From 1972, when assizes and quarter sessions were abolished, I took every opportunity to assert my rights as a solicitor-advocate, conducting appeals at the newly created Crown courts, even the odd jury trial at Caernarvon, then exempt from the practice barring solicitor-advocates. There was no local bar within 25 miles.

I recall one appeal at Chester Crown Court in the early 1980s before a well-known circuit judge, who evidently entertained a poor opinion of solicitors ‘poaching’ the rights of the junior criminal bar. On the second day of the case, the judge ordered me to retire from the second row and to conduct my advocacy from the third row, which he disdainfully observed was reserved for ‘instructing solicitors’.

I give credit to the Chester counsel prosecuting, for he privately expressed his regret to me on the part of the bar.

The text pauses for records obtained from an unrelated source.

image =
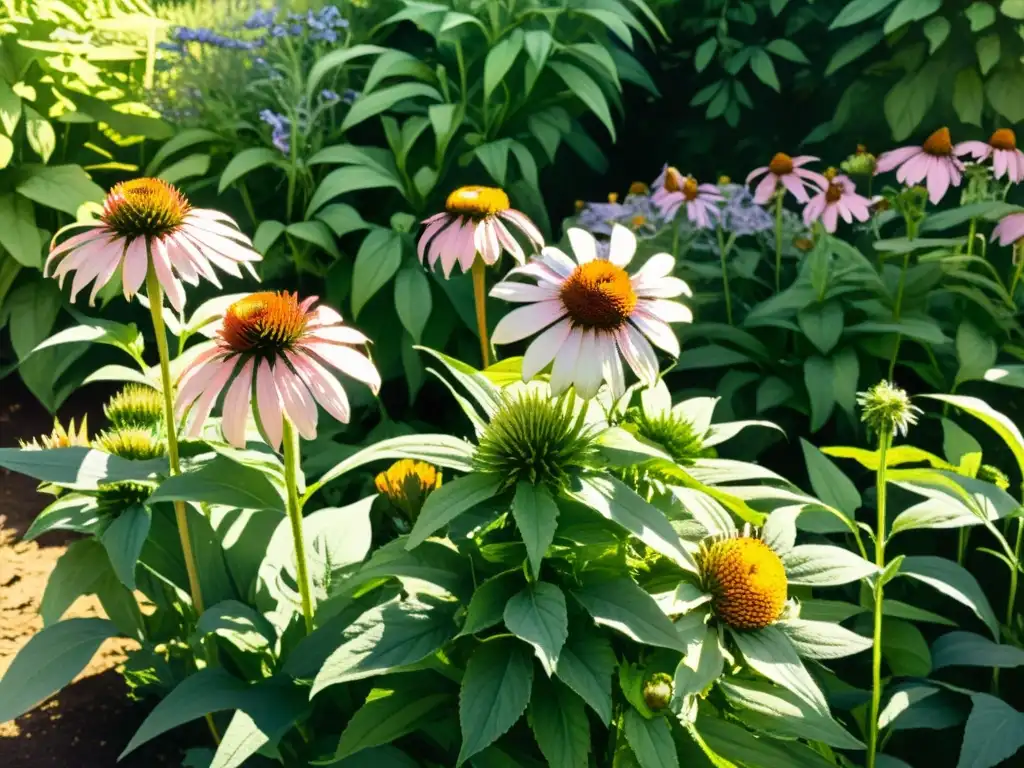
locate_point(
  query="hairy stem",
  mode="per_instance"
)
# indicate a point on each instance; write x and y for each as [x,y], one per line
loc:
[295,518]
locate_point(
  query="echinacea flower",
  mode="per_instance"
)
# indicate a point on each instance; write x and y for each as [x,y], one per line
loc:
[272,350]
[1010,229]
[595,313]
[933,162]
[145,222]
[473,222]
[838,199]
[1001,147]
[672,189]
[790,173]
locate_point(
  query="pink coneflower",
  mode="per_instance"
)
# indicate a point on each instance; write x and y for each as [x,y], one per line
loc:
[473,222]
[595,313]
[673,189]
[786,171]
[1010,229]
[272,349]
[838,199]
[143,218]
[933,161]
[1001,147]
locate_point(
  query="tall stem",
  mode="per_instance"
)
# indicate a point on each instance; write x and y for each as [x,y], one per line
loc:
[156,296]
[295,518]
[725,275]
[479,297]
[778,242]
[885,439]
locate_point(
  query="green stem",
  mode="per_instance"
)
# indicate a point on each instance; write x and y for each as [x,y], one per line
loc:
[725,275]
[295,518]
[156,297]
[885,440]
[778,242]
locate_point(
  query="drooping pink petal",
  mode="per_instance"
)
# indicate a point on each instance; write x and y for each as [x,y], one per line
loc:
[526,321]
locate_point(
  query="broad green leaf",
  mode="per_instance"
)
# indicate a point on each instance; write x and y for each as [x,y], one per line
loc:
[51,658]
[622,605]
[952,581]
[769,652]
[969,649]
[384,640]
[538,615]
[496,690]
[124,539]
[246,162]
[450,501]
[537,517]
[994,732]
[377,261]
[650,740]
[222,481]
[559,722]
[786,714]
[586,665]
[388,714]
[614,501]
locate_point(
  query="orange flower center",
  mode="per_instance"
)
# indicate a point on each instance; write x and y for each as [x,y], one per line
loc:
[673,179]
[264,323]
[1004,138]
[477,202]
[144,208]
[599,295]
[781,164]
[939,143]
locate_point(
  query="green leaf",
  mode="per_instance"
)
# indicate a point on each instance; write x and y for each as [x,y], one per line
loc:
[614,501]
[853,50]
[988,52]
[584,88]
[994,732]
[537,517]
[785,714]
[559,722]
[450,501]
[246,162]
[910,10]
[124,539]
[385,639]
[622,605]
[222,481]
[51,658]
[65,187]
[496,690]
[18,235]
[370,104]
[1004,89]
[388,714]
[413,300]
[763,68]
[650,740]
[770,652]
[952,581]
[538,615]
[857,11]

I duly complained to the lord chief justice about the behaviour of this judge. To my surprise the response was a practice direction handed down two weeks later authorising solicitors engaged in advocacy in the Crown courts to conduct their cases alongside junior counsel, namely on the second row; the first of course being reserved (as we know) for ‘silks’.

So let us remember with pride, therefore, that we HCAs are not a creature of recent naissance and our rights as advocates are steeped in traditions not unlike those jealously guarded by the bar.